Provisioning Layer - IoT Lens

Provisioning Layer

The provisioning layer of your IoT workloads consists of the Public Key Infrastructure (PKI) used to create unique device identities and the application workflow that provides configuration data to the device. The provisioning layer is also involved with ongoing maintenance and eventual decommissioning of devices over time. IoT applications need a robust and automated provisioning layer so that devices can be added and managed by your IoT application in a frictionless way. When you provision IoT devices, you must install a unique cryptographic credential onto them.

By using X.509 certificates, you can implement a provisioning layer that securely creates a trusted identity for your device that can be used to authenticate and authorize against your communication layer. X.509 certificates are issued by a trusted entity called a certificate authority (CA). While X.509 certificates do consume resources on constrained devices due to memory and processing requirements, they are an ideal identity mechanism due to their operational scalability and widespread support by standard network protocols.

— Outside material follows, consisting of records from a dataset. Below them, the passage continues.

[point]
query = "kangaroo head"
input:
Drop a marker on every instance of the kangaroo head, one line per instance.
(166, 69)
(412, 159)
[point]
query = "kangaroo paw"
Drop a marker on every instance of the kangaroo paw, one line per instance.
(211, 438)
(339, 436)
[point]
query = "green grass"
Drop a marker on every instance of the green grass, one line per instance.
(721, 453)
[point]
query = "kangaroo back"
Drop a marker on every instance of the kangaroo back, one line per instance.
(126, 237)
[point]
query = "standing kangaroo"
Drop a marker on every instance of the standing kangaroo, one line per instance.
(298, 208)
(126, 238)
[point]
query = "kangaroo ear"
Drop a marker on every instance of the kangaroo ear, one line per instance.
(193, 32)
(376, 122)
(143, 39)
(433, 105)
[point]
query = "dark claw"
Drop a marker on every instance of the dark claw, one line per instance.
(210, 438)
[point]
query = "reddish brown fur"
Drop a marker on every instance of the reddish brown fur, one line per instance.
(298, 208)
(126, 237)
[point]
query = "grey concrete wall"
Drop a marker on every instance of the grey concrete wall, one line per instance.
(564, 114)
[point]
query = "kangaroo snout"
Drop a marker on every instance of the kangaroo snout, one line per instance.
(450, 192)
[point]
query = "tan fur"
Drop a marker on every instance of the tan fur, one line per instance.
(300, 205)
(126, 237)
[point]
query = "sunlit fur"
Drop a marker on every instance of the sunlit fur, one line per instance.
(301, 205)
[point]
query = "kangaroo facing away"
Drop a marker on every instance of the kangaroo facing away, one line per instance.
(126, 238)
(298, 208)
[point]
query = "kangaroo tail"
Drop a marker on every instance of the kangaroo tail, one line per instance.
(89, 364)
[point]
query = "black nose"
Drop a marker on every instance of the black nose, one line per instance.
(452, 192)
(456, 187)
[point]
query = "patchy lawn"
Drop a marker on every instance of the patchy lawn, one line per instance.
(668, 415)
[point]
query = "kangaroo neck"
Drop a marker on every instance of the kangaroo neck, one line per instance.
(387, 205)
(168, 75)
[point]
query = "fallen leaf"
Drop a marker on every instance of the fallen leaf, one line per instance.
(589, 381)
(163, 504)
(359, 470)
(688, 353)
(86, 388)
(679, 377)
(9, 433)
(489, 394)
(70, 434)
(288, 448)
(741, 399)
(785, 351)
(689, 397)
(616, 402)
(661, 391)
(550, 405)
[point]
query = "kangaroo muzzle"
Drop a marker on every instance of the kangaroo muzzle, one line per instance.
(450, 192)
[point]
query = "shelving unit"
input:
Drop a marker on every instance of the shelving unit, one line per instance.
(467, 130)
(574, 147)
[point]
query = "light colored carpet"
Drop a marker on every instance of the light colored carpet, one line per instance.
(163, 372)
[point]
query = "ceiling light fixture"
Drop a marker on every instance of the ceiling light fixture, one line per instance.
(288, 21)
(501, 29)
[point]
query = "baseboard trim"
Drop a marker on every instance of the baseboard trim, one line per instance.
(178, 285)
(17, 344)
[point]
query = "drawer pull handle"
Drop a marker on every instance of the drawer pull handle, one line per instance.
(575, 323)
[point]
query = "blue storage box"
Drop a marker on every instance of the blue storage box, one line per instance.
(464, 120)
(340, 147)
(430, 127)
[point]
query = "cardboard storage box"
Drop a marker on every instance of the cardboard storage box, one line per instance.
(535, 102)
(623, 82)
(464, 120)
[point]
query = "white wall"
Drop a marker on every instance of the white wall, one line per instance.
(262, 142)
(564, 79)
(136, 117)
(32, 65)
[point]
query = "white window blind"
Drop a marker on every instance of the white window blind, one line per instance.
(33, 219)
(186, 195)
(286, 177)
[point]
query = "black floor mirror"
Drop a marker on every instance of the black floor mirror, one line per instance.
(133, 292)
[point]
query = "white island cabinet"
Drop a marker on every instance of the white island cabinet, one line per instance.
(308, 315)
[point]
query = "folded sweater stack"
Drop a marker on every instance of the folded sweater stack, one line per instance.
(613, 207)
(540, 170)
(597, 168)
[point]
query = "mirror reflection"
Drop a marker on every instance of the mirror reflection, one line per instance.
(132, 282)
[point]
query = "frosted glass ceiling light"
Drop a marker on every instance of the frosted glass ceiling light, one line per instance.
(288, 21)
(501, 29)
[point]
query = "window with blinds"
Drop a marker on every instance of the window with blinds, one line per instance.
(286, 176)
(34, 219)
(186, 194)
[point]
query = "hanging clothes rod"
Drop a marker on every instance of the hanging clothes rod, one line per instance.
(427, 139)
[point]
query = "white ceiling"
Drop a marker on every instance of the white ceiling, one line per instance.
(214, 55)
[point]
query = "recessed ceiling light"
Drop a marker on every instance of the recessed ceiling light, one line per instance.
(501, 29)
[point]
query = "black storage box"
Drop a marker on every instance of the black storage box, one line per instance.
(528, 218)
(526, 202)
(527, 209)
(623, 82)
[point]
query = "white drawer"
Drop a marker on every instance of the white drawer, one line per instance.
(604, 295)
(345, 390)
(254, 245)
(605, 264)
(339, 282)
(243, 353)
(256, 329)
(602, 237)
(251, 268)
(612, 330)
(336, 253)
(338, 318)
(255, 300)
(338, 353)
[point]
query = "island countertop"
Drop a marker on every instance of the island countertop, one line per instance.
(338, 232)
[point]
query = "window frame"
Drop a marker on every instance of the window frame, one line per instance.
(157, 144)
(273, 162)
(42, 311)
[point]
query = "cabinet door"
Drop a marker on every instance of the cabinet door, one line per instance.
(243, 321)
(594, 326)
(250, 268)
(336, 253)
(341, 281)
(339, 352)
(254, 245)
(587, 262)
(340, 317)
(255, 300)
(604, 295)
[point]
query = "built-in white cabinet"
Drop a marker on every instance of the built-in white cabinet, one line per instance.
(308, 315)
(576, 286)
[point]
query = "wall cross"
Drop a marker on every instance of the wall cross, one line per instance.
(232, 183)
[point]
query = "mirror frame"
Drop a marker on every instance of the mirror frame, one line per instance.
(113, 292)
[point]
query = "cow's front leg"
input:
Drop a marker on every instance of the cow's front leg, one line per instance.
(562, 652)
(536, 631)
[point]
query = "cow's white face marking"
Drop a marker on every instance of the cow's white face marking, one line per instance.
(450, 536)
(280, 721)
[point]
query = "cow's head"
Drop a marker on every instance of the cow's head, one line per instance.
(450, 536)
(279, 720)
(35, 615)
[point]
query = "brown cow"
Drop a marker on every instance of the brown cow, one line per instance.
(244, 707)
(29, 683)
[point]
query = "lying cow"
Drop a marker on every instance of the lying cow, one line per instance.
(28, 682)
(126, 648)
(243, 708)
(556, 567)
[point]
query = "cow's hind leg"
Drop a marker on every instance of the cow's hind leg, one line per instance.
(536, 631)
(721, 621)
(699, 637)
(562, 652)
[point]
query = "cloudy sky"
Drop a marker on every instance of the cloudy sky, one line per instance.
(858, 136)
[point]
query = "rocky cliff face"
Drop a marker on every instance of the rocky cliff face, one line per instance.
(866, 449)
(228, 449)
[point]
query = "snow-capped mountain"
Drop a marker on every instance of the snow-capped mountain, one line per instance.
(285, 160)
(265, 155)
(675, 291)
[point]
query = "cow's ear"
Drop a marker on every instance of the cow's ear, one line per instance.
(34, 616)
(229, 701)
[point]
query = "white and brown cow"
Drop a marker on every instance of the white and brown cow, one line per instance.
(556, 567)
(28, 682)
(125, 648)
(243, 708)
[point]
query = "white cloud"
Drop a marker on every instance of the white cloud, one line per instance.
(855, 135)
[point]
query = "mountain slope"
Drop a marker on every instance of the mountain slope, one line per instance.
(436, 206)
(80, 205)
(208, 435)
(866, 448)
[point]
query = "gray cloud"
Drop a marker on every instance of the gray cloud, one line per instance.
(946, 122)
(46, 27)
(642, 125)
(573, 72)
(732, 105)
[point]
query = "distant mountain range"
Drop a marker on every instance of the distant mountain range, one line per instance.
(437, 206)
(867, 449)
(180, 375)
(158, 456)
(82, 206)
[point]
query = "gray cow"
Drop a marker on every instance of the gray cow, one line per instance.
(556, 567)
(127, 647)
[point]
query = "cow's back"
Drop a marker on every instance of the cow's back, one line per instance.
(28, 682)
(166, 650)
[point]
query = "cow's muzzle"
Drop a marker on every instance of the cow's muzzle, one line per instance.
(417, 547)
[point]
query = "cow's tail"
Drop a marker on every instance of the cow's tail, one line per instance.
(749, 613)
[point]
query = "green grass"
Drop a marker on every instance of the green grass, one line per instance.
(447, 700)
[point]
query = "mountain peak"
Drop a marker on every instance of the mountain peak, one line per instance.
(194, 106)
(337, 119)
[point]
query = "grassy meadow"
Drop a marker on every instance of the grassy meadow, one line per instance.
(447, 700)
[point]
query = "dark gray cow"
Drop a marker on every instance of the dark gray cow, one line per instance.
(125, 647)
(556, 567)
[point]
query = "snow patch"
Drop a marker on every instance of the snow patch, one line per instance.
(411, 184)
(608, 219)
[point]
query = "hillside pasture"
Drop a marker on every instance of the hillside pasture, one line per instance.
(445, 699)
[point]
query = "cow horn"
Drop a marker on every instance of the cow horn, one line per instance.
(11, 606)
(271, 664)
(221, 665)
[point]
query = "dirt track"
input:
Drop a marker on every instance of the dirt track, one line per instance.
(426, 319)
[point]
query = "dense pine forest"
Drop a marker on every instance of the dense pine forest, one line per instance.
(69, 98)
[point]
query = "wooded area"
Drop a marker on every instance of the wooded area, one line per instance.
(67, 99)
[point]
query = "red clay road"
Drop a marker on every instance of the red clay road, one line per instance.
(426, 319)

AWS Certificate Manager Private CA helps you automate the process of managing the lifecycle of private certificates for IoT devices using APIs. Private certificates, such as X.509 certificates, provide a secure way to give a device a long-term identity that can be created during provisioning and used to identify and authorize device permissions against your IoT application.

AWS IoT Just In Time Registration (JITR) enables you to programmatically register devices to be used with managed IoT platforms such as AWS IoT Core. With Just-In-Time-Registration, when devices are first connected to your AWS IoT Core endpoint, you can automatically trigger a workflow that can determine the validity of the certificate identity and determine what permissions it should be granted.